David Cameron today presents himself in the homely guise of a tradesman who calls at one’s house and offers to carry out essential repairs. He will declare: “Our plan is about fixing the roof when the sun is shining.” Mr Cameron turns out to be the boss of a well-known firm of roofers called Cameron & Osborne. While Mr Cameron does most of the tendering for new work, we understand that it is Mr Osborne who is supposed to ensure that the repairs are actually carried out.

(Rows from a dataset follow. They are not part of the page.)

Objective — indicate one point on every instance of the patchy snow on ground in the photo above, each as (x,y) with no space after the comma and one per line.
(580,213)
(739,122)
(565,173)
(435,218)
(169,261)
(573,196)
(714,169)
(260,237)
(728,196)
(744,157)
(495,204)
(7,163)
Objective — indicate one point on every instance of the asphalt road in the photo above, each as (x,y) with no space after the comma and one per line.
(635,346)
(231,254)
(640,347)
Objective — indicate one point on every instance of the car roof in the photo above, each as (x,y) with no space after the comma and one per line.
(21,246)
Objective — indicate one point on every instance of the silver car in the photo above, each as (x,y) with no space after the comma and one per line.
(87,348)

On this occasion, Mr Cameron’s main concern is to ensure that we on no account give the major new contract we shall be awarding next May, for work to be carried out in the period 2015 to 2020, to the rival firm of Miliband & Balls. According to Mr Cameron, that would be “taking a massive gamble with our future”. He warns that he can see “a great, black, ominous cloud on the horizon”, which will burst over us if Miliband & Balls are allowed anywhere near this job. For they are the cowboys who “failed to put money aside for a rainy day”, with the result that “in 2008, when the economic storms hit, we were completely exposed”.

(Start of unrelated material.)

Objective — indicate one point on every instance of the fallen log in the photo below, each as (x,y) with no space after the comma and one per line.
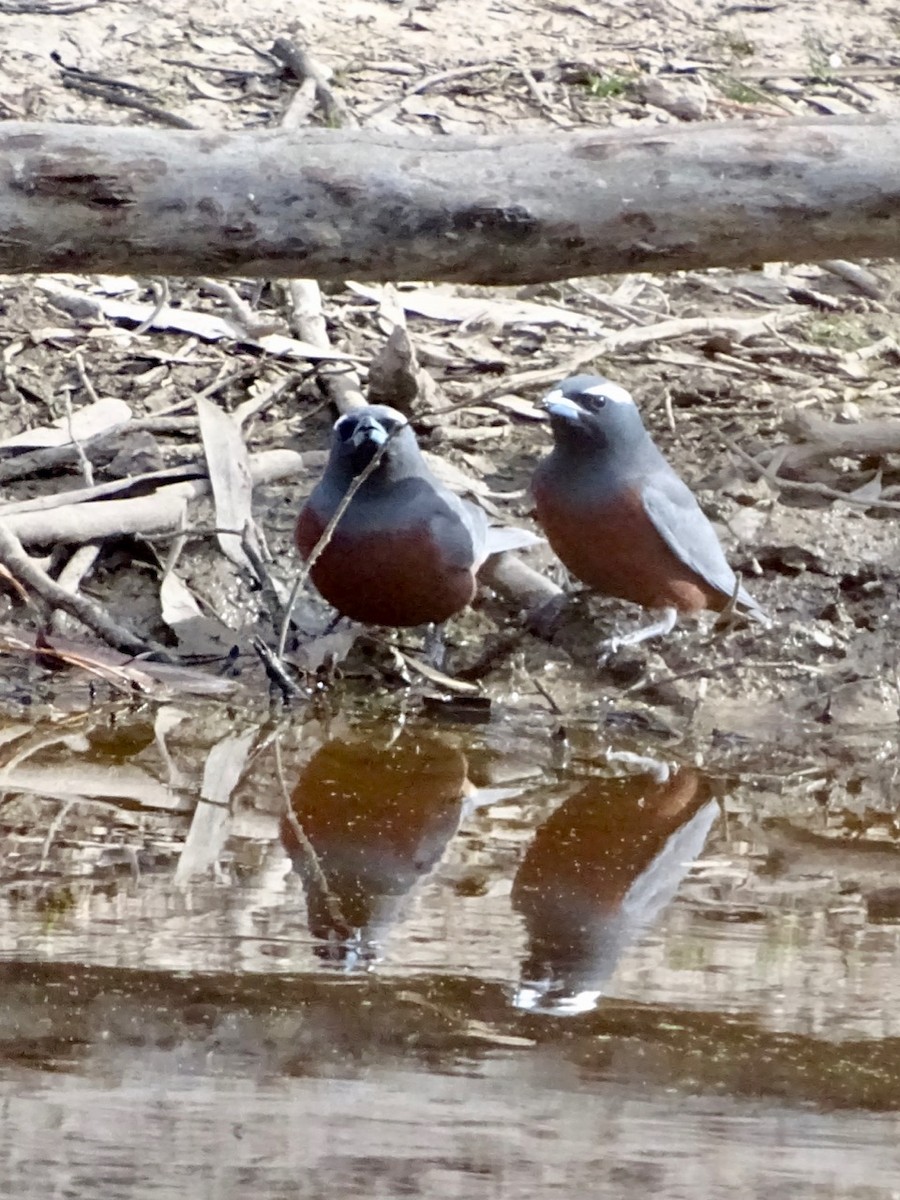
(333,204)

According to Mr Cameron, the same could all too easily happen again after 2015. He warns that his rival is trying to pull the wool over our eyes: “Last week, Ed Miliband spoke about the deficit – and wrapped it all up in a lot of jargon.” Mr Cameron claims to strip all that jargon away: he warns that when the deficit spirals out of control, and there is no credible plan to deal with it, confidence evaporates and “interest rates can get dangerously high”, which in turn would mean “people lying awake worrying about their mortgage payments…businesses closing down; jobs lost; homes lost”.

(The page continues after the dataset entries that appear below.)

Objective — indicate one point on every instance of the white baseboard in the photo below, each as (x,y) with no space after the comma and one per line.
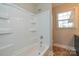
(64,46)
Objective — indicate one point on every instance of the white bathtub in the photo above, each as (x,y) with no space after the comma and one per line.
(34,50)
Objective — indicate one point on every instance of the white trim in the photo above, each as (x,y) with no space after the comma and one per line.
(18,7)
(65,46)
(6,46)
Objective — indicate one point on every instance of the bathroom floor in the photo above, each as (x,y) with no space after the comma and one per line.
(62,52)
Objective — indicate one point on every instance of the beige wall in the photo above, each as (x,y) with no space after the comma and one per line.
(65,36)
(27,6)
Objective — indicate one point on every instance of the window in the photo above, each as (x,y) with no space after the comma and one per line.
(65,19)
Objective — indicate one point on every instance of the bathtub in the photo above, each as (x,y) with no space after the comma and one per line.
(34,50)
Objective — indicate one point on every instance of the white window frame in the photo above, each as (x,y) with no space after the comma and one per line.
(73,17)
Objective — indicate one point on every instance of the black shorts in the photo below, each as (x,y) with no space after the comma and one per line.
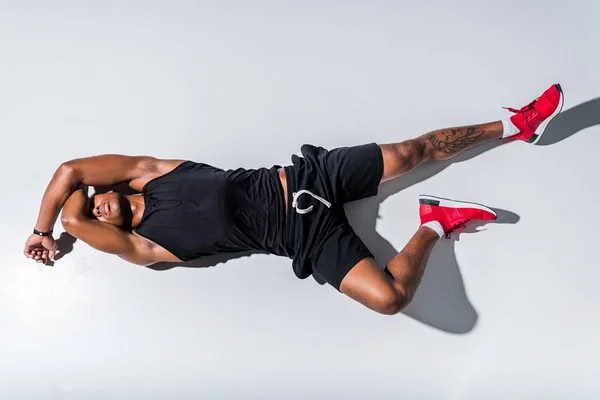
(319,184)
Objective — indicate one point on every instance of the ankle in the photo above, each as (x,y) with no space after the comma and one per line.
(432,229)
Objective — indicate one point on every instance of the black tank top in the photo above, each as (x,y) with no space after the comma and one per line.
(197,210)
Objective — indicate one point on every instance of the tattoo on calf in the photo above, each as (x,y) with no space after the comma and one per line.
(454,140)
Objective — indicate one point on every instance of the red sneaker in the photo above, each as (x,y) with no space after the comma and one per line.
(532,119)
(452,215)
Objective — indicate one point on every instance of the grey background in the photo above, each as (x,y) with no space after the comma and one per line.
(509,312)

So it is only prudent to get the deficit (or in the Prime Minister’s homely analogy, the roof) fixed by 2018, after which we can start putting money aside for a rainy day, so we are protected against future storms. In its report this morning of the speech, headlined “Black cloud of Labour will wreck economy, PM warns”, The Times (£) rightly observes that this marks
“a sharp change in approach from Mr Cameron’s speech at the Conservative party conference in October, when he argued that speedy deficit reduction was necessary to fund tax cuts. ‘Our commitment to you for the next five years: we want to cut more of your taxes. But we can only do that if we keep on cutting the deficit. It’s common sense — tax cuts need to be paid for,’ he told the party faithful. Mr Cameron will argue today that deficit reduction is needed to provide a shock absorber in case of a future economic crisis, as he seeks to remind voters of the impact of the financial crash.”
Labour cannot be trusted. To vote for Miliband & Balls – who worked for and in 2010 took over the business which had been run in to the ground by Blair & Brown – would be far too dangerous. Those people would once again wreck everything. That in a nutshell is the case Mr Cameron is making today.
One rather painful difficulty for Cameron & Osborne is that they have been working on the roof ever since 2010, and it is very far from fixed. Mr Osborne started out with a great show of activity in May 2010, and assured us the job would be done by now, but it certainly isn’t. He claims Blair & Brown left things in such a mess that it is going to take longer than originally expected to clear it all up.
Mr Cameron is going negative: he wants to stop Miliband & Balls building up any economic credibility. In 1957, the German Chancellor, Konrad Adenauer, campaigned successfully for re-election on the slogan “Keine Experimente!” – “No Experiments!” That is part of the Prime Minister’s message now: that we should not endanger recovery by letting the other lot take over. It is a simple, unadventurous claim, well calculated to appeal to voters who feel their own economic circumstances to be every bit as precarious as the national finances.